A Glimmer of Sanity
Thanks to one of our alert readers for bringing this Nepali Times article to our attention. Karna Shakya may be a name worth adding to our list of candidates for The Nepal Advocacy Group. -=BD
Why such hatred for one of this country's pillars?
From Issue #295 (21 April 06 - 27 April 06)
History has proven that Nepal's fate is in the hands of four people and we all know who they are. Top of the totem are barely 200 people who can influence the country’s course. Our national crisis would have been solved if these very people had even an inch of love left in their hearts for this nation. It may be true that none of these political people, whether the king, the Maoists or any leader, is keen to wreck the country. But they have become victims of their own bigoted minds and as a result, are pretending ignorance of the situation despite knowing full well the reality of possible solutions.

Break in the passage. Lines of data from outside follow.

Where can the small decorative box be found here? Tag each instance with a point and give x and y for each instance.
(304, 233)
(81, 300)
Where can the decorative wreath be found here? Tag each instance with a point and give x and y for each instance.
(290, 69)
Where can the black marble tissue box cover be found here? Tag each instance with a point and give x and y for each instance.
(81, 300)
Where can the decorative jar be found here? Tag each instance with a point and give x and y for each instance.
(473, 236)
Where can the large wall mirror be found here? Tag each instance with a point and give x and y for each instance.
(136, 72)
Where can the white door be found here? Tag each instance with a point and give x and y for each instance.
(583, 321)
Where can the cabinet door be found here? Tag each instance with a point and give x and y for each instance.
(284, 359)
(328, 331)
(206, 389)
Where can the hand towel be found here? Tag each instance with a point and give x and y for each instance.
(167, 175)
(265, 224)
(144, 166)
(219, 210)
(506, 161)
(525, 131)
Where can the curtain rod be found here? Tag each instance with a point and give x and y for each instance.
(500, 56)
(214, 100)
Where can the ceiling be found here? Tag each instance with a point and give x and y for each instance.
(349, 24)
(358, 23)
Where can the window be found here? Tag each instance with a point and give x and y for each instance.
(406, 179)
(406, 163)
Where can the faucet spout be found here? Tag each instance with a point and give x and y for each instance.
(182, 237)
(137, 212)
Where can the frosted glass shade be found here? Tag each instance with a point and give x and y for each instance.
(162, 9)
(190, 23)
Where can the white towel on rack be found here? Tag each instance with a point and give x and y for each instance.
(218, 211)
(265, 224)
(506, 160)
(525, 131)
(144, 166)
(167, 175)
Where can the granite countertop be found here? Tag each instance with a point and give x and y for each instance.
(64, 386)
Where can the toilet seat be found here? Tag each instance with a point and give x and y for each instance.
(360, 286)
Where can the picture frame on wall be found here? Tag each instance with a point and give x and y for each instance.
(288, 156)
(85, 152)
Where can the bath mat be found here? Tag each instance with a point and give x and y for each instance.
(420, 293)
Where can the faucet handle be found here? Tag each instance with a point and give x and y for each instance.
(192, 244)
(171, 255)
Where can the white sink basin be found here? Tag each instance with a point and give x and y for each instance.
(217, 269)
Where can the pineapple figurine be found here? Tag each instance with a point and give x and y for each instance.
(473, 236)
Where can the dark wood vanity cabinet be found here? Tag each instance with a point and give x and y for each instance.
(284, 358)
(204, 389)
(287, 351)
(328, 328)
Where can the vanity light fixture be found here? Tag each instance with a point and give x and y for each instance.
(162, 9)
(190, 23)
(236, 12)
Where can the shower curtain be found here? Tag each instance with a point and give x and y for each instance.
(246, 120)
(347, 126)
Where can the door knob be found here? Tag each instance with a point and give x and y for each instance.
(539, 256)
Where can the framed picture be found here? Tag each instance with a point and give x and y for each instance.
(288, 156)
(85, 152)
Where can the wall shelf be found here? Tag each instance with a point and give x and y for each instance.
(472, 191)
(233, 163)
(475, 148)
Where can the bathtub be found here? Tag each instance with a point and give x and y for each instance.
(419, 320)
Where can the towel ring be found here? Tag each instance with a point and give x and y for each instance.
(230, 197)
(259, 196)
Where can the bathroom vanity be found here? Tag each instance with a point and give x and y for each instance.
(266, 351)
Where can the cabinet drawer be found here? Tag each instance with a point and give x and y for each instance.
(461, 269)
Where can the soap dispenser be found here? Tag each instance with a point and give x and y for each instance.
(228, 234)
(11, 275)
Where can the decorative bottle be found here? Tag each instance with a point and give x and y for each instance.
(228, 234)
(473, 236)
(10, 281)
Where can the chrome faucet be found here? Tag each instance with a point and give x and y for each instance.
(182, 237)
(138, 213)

Today, uncertainty looms over Nepali politics, about what works and what fails. Certainty is possible only when the state and opposition literally follow the rules and a code of ethics. All possibilities will disappear if they head down a path of cunning, deceit and power-grabbing politics. This is why nobody trusts anybody anymore. Everyone has been playing their own role in politics in the name of helping and working for the people.
Only a few months back, the second national convention of the Nepal Jaycees was held in Chitwan. Several party leaders and human rights activists gave revolutionary speeches, instilling fear and doubts in people's minds. Some warned of nationwide bloodshed. Others frightened the business community by foreshadowing their own destruction if they failed to support the parties at a time when the whole country was burning. Everyone applauded, which further stimulated the leaders, but I watched aghast. Has a businessman committed a sin just because he got rich by working hard all his life? If we go back over our history, it will be clear that the country has been built by our traders. They are pioneers and leaders in the fields of mass communication, agricultural production, banking, financing and transportation. It is virtually impossible to think about running the country in their absence.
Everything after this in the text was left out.